I caught sight of Vee Speers‘ photographs in an article recently in the Metro, where residents living near her Chelsea gallery show had kicked up a fuss about her work being ‘distasteful’ and ‘semi-pornographic’. No doubt the complaints have generated more publicity for the exhibition and the artist than they have deterred visitors. The exhibition, entitled ‘The Birthday Party’ features children dressed up as if to attend a party in a range of quirky and curious outfits. The pictures have an almost-painted quality, they’re pale and slightly eerie, staring doe-eyed, reminding me of the work of Erwin Olaf and digital artist Ray Caesar. The photographs are of Veers’ own daughter and her friends, though she has put together the outfits for the photographs. Some of the shots do involve nudity; a girl clutches dolls to her bare chest, a boy poses with in his underwear with boxing gloves, a girl wears a Minnie mouse-style outfit un-buttoned at the chest. Admittedly these poses might be more provocative for an adult, but I don’t think they’re presented in a sexualised way. Even the shots in which the children dress in more ‘adult’ outfits, the image seems more like ‘playing dress-up as grown-ups’ rather than imitating maturity.

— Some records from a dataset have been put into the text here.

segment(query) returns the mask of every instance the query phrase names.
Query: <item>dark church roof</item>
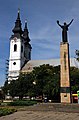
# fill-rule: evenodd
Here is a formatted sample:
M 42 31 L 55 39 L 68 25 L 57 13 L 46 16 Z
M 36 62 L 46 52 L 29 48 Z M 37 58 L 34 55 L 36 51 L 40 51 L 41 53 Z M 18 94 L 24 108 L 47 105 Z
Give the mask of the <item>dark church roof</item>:
M 38 67 L 38 66 L 43 65 L 43 64 L 49 64 L 49 65 L 52 65 L 52 66 L 58 66 L 58 65 L 60 65 L 60 59 L 30 60 L 22 68 L 22 71 L 23 72 L 30 72 L 30 71 L 33 70 L 34 67 Z M 71 58 L 70 59 L 70 66 L 78 68 L 79 64 L 76 61 L 76 59 Z

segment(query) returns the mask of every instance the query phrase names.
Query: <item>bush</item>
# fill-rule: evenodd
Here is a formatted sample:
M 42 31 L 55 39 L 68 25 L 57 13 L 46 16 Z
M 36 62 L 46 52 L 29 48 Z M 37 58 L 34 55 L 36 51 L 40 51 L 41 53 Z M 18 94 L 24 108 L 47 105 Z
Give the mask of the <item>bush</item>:
M 37 104 L 37 102 L 30 101 L 30 100 L 26 100 L 26 101 L 17 100 L 17 101 L 8 103 L 9 106 L 30 106 L 30 105 L 34 105 L 34 104 Z
M 12 114 L 14 112 L 16 112 L 17 110 L 14 108 L 0 108 L 0 117 L 1 116 L 5 116 L 5 115 L 9 115 Z

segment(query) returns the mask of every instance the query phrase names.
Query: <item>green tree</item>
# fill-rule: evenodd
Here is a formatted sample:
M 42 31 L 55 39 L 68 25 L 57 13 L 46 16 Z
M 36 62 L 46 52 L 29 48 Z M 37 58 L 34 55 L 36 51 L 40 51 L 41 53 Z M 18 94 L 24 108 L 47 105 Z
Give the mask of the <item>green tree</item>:
M 70 68 L 71 91 L 76 93 L 79 90 L 79 69 L 76 67 Z

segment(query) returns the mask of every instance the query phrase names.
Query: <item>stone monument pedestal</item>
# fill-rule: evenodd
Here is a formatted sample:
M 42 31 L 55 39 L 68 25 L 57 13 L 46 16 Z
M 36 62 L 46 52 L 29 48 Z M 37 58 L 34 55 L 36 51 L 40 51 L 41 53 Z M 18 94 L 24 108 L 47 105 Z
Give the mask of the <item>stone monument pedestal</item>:
M 68 42 L 60 43 L 60 101 L 71 103 L 70 99 L 70 60 Z

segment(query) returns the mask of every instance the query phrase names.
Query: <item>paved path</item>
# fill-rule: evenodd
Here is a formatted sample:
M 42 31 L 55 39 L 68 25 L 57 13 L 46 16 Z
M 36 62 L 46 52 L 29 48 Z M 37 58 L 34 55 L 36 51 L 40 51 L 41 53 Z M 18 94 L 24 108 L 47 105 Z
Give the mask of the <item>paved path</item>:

Nudity in itself need not be something sexual or offensive, and in childhood it can be very innocent and playful. Often family photos of children when they’re young will involve some nudity, perhaps playing on the beach or in the garden. Sometimes kids don’t want to wear clothes! Young children don’t tend to feel embarrassed or ashamed of their naked bodies, they haven’t yet learnt to treat it as such. Where does the concern come from over these images? Is it that they might encourage others to view children in a sexual way, or that those who have an attraction to children might find them arousing? Unfortunately we can’t choose what other people get turned on by, one man’s porn is another’s M&S lingerie catalogue. Personally I find these photos rather fascinating, they seem to create a rather bizarre and perfect world ruled by children, with its own rites and customs, that we are not invited to. Sometimes children wear less clothing, but it’s for themselves, it’s their own, not for others. The photos are beautifully composed, simple yet exquisite. The combination of something soft and natural and something more fantastical. We’re all naked underneath and maybe there’s nothing inherently offensive or erotic about a nude body out of any associated context. Maybe we need to decouple the body and nudity from sexuality, which though often intertwined, can exist separately.